Doctors and Defensive Medicine

The poll says 82 percent of physicians have ordered biopsies, x-rays, blood tests, CT scans, and other procedures with little or no clinical value – all in order to protect themselves from malpractice lawsuits

Dr. Jay Siegal of Patients for Fair Compensation says defensive medicine costs Georgians an estimated $14 billion per year and ultimately hurts patient care.

“These are dollars that could be redeployed for a number of more useful purposes including lowering health insurance premiums, said Siegal.

Siegal’s group wants to replace the current medical tort system with something similar to a workers’ compensation board. It would be funded by doctors and health insurers and consist of a panel made up of medical professionals which would evaluate and pay out malpractice claims.

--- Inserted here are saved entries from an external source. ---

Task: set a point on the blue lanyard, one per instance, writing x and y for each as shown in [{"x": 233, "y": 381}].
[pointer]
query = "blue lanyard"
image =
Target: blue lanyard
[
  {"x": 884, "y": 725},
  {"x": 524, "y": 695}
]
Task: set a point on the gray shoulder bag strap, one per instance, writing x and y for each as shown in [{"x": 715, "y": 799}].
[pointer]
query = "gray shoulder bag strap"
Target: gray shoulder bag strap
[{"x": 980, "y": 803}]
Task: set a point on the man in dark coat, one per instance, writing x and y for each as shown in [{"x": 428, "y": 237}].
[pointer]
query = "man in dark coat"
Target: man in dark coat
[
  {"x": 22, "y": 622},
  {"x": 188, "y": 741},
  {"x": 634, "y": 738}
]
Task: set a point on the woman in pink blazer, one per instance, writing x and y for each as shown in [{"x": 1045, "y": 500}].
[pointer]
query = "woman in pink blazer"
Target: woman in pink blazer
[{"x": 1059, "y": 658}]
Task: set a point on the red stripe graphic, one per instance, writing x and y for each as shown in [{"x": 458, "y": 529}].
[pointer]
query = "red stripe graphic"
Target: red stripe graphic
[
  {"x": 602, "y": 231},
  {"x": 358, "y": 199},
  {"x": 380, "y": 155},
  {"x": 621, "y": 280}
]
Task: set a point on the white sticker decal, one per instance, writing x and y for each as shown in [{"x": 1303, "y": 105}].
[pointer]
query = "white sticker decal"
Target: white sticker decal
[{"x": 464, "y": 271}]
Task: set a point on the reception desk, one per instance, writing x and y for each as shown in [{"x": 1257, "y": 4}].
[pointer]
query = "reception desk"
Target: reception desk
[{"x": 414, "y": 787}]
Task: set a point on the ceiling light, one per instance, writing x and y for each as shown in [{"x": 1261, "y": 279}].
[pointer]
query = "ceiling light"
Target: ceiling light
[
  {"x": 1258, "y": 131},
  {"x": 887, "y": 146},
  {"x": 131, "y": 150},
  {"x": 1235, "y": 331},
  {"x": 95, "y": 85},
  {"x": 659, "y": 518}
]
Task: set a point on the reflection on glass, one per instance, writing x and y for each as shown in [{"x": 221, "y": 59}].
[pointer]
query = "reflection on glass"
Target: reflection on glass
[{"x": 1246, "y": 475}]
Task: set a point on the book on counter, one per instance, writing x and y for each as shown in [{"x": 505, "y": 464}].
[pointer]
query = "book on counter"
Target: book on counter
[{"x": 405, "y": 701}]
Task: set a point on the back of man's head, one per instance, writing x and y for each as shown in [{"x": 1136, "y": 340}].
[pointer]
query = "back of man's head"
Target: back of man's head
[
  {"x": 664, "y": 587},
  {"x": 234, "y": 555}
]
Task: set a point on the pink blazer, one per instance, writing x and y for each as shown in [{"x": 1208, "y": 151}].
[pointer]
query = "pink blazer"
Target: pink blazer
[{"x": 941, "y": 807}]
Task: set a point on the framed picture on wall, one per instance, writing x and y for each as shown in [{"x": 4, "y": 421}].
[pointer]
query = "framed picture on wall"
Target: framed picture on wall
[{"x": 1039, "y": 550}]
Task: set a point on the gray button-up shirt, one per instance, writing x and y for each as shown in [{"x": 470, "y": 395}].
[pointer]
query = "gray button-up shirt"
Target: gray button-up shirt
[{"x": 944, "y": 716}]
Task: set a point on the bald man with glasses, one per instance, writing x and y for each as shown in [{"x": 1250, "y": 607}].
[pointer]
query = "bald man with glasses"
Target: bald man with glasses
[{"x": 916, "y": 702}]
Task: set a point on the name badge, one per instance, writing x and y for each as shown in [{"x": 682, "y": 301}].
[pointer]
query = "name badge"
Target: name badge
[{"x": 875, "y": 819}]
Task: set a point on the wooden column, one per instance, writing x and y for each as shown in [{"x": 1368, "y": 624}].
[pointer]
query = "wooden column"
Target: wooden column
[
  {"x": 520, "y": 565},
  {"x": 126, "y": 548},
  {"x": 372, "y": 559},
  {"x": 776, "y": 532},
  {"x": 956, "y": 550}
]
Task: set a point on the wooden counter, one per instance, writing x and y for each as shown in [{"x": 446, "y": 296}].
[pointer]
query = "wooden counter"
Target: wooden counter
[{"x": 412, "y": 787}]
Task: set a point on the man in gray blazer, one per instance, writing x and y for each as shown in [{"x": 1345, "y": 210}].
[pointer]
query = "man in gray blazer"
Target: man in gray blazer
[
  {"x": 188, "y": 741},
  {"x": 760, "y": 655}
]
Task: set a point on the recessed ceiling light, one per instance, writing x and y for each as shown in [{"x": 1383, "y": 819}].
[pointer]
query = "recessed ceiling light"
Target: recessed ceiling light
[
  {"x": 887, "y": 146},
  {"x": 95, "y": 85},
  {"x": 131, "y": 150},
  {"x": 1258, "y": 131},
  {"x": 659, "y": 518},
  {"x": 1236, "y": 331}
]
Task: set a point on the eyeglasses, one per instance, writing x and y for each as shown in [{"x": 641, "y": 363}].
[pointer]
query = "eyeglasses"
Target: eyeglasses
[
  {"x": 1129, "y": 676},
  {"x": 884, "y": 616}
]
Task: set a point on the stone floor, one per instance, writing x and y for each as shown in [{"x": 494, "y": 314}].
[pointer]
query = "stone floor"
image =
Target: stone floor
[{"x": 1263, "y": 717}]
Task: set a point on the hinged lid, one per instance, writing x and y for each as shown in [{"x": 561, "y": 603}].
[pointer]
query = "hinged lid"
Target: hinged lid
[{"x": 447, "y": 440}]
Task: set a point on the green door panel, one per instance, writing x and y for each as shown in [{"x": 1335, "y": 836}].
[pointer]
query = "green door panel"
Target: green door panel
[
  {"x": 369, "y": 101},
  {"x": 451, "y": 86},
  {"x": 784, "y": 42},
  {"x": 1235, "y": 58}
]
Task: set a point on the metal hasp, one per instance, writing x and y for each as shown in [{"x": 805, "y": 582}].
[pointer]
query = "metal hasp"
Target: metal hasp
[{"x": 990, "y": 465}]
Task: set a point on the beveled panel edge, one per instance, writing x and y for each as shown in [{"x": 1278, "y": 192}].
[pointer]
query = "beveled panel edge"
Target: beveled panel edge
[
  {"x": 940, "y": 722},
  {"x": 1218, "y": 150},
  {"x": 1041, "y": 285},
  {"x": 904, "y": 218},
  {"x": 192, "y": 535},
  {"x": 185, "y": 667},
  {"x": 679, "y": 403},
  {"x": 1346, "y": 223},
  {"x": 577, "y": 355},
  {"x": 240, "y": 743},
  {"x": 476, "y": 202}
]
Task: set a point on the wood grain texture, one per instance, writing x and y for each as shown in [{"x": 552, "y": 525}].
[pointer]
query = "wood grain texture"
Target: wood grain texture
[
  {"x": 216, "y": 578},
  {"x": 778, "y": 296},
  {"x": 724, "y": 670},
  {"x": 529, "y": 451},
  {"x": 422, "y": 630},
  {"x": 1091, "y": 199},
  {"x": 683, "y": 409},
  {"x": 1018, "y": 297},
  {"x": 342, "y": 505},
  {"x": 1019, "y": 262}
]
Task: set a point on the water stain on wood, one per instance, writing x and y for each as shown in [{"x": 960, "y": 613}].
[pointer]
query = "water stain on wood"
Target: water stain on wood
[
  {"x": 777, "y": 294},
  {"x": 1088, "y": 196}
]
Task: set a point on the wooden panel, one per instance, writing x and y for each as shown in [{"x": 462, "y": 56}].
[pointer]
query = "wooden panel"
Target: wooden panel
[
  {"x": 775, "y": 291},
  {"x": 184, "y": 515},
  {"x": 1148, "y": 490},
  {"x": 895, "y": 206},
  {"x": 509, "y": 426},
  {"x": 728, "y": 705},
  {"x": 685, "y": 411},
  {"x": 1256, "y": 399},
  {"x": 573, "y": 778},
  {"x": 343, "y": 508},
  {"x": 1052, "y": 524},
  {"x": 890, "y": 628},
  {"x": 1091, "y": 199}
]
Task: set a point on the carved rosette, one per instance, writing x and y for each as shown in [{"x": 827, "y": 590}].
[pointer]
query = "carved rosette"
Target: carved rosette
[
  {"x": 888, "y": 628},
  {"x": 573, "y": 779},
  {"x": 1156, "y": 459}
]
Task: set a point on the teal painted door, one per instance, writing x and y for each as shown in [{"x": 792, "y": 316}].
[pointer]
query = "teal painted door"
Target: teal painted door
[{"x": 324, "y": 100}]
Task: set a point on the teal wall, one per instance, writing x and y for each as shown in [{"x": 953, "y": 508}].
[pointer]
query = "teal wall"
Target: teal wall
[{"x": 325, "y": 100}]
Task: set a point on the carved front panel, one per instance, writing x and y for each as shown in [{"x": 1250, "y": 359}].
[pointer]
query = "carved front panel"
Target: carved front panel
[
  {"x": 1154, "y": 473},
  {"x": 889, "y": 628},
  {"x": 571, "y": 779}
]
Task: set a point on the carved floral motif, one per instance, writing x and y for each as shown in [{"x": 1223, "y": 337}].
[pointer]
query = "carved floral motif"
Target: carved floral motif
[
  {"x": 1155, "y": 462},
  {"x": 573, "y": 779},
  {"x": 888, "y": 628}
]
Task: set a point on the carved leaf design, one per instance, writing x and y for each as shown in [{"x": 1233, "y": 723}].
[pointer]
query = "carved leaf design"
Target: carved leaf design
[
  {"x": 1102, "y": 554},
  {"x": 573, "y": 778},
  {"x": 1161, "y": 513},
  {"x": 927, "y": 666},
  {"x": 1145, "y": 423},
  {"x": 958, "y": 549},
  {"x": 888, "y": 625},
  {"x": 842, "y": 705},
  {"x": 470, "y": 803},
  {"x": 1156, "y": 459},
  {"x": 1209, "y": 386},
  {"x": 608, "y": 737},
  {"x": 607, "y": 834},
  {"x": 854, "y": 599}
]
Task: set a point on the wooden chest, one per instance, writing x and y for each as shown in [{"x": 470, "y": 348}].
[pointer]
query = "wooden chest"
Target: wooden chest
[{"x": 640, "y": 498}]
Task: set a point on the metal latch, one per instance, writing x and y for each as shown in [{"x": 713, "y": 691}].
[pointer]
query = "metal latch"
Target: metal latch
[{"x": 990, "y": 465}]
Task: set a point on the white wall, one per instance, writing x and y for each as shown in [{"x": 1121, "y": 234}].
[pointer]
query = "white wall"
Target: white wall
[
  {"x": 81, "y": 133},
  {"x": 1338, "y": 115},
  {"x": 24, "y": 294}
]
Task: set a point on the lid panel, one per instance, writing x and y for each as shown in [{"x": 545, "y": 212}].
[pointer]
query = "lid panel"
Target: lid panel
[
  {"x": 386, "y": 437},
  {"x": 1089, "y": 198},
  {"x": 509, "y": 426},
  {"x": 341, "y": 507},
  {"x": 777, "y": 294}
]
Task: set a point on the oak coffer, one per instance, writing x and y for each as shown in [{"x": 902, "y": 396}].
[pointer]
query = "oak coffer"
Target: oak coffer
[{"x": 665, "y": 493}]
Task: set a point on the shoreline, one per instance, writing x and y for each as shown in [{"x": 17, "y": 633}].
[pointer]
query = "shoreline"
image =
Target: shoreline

“The goal is to identify what went wrong. If things did go wrong – to figure out how to get the patient compensated in a timely fashion and also to feed back that information into the system to promote patient safety,” said Siegal.

Siegal says it would eliminate the practice of defensive medicine.

But attorney Michael Terry rejects the idea that doctors are being forced to order unnecessary procedures.

“They’re not doing it to avoid liability – they’re doing it because they charge for it,” said Terry. “The idea that someone’s forcing them do unnecessary procedures is absurd when they can be sued for doing those unnecessary procedures.”

Terry says a malpractice system run by doctors would violate a patient’s right to a fair trial.

He compared the idea to Georgia’s short-lived tort reform law, which set a financial cap on jury awards in malpractice cases. That law was struck down by the state Supreme Court in 2010.